Seit der Berlin-Wahl und trotz 17,6 Prozent gelten die Grünen bei manchen
als Verlierer dieses Jahres.
Die Grünen haben fünf von sieben Landtagswahlen teilweise bestimmt.
Jahresverlierer sehen anders aus. Aber richtig ist, dass sich die
Berlin-Wahl wie eine Niederlage anfühlt.
Renate Künast wollte den nächsten Schritt machen und die Regierung
übernehmen.
Rückblickend gesehen, war das der Moment, in dem es kippte. Als Renate
Künast sagte, sie wolle Wowereit ablösen, und man mit großem Spektakel
einen Obama-Moment inszenierte. Damit war die Geschichte erzählt, Künast
war plötzlich Verteidigerin und Wowereit Herausforderer.

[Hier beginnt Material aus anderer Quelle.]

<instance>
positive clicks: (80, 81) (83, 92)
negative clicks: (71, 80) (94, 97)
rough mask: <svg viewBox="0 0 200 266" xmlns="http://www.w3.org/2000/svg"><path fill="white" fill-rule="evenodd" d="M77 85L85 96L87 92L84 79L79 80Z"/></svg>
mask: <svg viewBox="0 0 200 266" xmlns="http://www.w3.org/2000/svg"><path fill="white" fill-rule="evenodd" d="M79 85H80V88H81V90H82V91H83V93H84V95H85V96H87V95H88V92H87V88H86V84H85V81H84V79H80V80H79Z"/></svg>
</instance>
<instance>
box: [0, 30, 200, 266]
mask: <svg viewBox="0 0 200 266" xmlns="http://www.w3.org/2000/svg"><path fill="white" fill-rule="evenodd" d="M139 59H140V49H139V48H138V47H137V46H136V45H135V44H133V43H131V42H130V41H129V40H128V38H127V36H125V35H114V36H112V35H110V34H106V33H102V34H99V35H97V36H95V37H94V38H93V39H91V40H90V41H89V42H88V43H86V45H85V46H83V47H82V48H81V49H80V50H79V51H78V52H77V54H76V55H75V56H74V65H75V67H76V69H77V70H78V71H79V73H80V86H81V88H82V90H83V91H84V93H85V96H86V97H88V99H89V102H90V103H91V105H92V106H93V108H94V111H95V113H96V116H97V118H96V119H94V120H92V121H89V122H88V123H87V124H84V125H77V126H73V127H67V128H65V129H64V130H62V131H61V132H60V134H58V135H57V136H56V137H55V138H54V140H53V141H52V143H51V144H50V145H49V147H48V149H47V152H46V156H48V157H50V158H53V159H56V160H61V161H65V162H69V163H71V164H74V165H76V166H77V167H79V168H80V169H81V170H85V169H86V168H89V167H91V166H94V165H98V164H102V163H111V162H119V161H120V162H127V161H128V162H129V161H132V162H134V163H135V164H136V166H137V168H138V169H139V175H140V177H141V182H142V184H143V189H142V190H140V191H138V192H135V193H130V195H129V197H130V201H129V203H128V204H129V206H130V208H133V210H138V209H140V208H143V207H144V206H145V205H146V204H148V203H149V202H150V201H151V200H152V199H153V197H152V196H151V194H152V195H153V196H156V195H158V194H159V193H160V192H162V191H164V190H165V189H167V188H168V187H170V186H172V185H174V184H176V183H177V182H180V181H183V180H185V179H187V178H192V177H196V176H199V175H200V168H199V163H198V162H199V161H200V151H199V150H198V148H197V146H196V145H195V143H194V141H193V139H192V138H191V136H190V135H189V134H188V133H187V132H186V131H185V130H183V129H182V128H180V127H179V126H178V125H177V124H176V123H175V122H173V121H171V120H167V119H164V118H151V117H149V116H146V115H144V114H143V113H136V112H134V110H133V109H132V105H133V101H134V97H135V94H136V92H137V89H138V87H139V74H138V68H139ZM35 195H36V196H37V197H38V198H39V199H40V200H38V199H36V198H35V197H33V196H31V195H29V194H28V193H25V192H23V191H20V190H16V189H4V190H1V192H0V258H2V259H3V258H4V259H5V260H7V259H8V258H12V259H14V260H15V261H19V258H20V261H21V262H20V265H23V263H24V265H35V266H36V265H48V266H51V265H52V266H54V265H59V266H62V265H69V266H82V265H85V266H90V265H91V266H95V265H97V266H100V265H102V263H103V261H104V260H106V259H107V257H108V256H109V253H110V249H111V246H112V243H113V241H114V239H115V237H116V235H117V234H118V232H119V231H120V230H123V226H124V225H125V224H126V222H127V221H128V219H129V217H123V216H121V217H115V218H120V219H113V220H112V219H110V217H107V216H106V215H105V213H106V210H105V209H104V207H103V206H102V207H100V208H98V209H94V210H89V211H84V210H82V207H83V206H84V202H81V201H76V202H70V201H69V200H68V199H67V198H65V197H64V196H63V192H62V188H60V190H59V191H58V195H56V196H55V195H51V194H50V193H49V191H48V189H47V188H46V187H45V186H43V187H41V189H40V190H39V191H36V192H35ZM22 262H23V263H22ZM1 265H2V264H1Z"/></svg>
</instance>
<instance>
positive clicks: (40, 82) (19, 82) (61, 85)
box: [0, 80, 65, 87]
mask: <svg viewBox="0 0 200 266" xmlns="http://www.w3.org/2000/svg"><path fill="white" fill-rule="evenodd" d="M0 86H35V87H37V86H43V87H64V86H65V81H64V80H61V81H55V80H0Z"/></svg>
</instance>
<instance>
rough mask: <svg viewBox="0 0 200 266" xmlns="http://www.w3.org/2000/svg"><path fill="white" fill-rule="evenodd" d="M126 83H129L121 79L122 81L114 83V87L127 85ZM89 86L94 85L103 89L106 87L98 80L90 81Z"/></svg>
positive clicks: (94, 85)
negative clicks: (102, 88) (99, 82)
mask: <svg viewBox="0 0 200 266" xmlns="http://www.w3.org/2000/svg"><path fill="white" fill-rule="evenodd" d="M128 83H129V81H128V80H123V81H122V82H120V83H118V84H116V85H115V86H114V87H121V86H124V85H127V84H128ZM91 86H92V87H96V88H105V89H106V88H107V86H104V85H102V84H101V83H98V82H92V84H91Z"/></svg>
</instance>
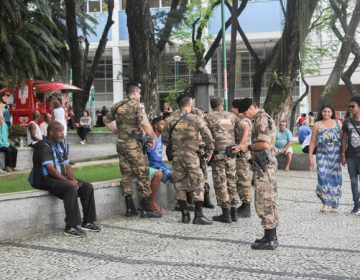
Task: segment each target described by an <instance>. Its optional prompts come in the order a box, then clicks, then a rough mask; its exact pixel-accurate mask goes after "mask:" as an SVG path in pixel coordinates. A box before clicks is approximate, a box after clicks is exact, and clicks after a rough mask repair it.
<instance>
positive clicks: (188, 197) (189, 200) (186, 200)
mask: <svg viewBox="0 0 360 280" xmlns="http://www.w3.org/2000/svg"><path fill="white" fill-rule="evenodd" d="M186 201H187V203H188V204H191V205H194V201H193V193H192V192H188V193H186Z"/></svg>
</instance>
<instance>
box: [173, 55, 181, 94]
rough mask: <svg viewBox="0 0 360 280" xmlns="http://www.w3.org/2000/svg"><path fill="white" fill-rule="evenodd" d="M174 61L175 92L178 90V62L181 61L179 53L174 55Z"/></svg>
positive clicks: (179, 61) (178, 70) (178, 69)
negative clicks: (174, 72) (178, 54)
mask: <svg viewBox="0 0 360 280" xmlns="http://www.w3.org/2000/svg"><path fill="white" fill-rule="evenodd" d="M173 58H174V62H175V91H176V93H177V92H178V90H177V80H178V77H179V62H180V61H181V56H180V55H175V56H174V57H173Z"/></svg>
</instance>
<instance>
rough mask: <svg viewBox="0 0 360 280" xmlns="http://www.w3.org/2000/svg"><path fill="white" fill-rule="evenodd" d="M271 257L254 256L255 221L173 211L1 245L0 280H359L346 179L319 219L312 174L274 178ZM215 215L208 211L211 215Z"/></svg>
mask: <svg viewBox="0 0 360 280" xmlns="http://www.w3.org/2000/svg"><path fill="white" fill-rule="evenodd" d="M278 182H279V184H278V185H279V202H278V204H279V209H280V222H281V225H280V226H279V228H278V237H279V241H280V245H281V246H280V247H279V248H278V249H277V250H276V251H253V250H251V249H250V244H251V242H252V241H253V240H254V239H255V238H258V237H261V236H262V229H261V228H260V222H259V219H258V218H257V217H256V215H255V213H254V212H253V216H252V218H251V219H242V220H241V221H239V222H237V223H232V224H230V225H224V224H220V223H216V224H214V225H212V226H197V225H192V224H189V225H184V224H182V223H181V222H180V214H179V213H178V212H174V211H168V213H167V214H166V215H165V216H164V217H163V218H162V219H157V220H145V219H140V218H130V219H126V218H125V217H120V216H115V217H113V218H111V219H106V220H101V221H99V223H100V224H101V225H102V227H103V231H102V232H101V233H89V234H88V235H87V237H86V238H84V239H76V238H71V237H66V236H64V235H63V233H62V230H61V229H59V230H57V231H52V232H46V233H42V234H38V235H33V236H30V237H28V238H26V239H23V240H17V241H8V242H1V243H0V256H1V258H0V279H359V272H360V268H359V259H360V248H359V244H360V242H359V229H360V226H359V222H360V216H355V215H350V214H349V212H350V210H351V191H350V187H349V184H350V183H349V179H348V176H347V175H345V176H344V189H343V190H344V196H343V198H342V200H341V209H340V212H339V213H338V214H330V213H328V214H321V213H320V212H319V208H320V203H319V201H318V200H317V198H316V197H315V194H314V189H315V185H316V174H315V172H291V171H290V172H286V173H285V172H279V177H278ZM219 212H220V209H216V210H206V211H205V214H206V215H207V216H208V217H210V216H212V215H214V214H215V213H219Z"/></svg>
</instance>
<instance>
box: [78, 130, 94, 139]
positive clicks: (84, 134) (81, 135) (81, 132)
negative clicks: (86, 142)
mask: <svg viewBox="0 0 360 280" xmlns="http://www.w3.org/2000/svg"><path fill="white" fill-rule="evenodd" d="M90 131H91V129H90V128H88V127H83V126H80V127H79V129H78V135H79V136H80V138H81V140H82V141H84V140H85V138H86V135H87V134H88V133H89V132H90Z"/></svg>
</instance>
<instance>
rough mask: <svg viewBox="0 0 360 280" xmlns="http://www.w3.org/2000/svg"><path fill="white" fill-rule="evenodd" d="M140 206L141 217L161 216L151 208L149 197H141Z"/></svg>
mask: <svg viewBox="0 0 360 280" xmlns="http://www.w3.org/2000/svg"><path fill="white" fill-rule="evenodd" d="M141 206H142V207H141V208H142V209H141V214H140V217H141V218H161V214H160V213H158V212H156V211H154V209H152V208H151V204H150V200H149V198H143V199H142V201H141Z"/></svg>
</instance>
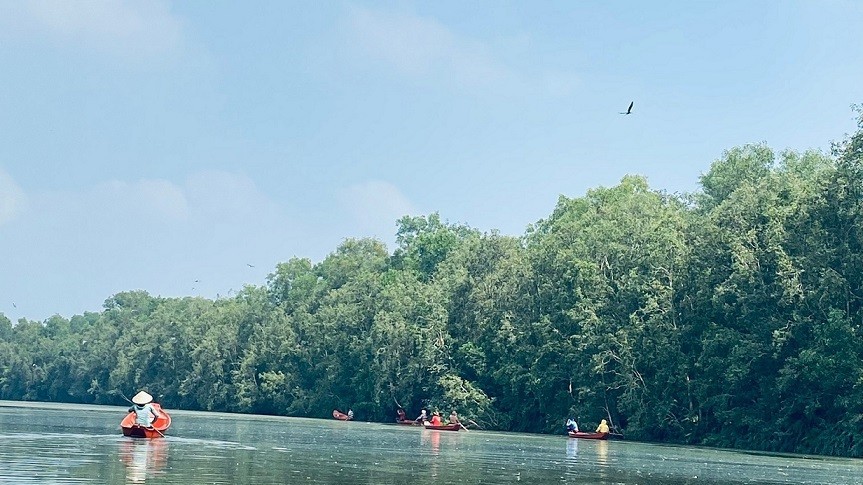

Sie verlor das Amt, das sie noch gar nicht hatte?
Genau. Allerdings enthält das Alles-falsch-gemacht-Gerede auch immer eine
große Ungerechtigkeit, nämlich, ob es tatsächlich anders hätte gemacht
werden können. Man hätte sehr viele Rituale brechen müssen. Bei Kretschmann
war es umgekehrt. Er sagte: Das Amt muss zum Manne kommen. Und genau das
hat dazu geführt, dass der Moment der Spannung, die Geschichte bei ihm
geblieben ist. Er wurde nicht zum Gegenspieler des Helden wie Künast,
sondern blieb selbst der Held und die Hauptfigur.
Seit Berlin geht der Trend zur CDU-SPD-Koalition.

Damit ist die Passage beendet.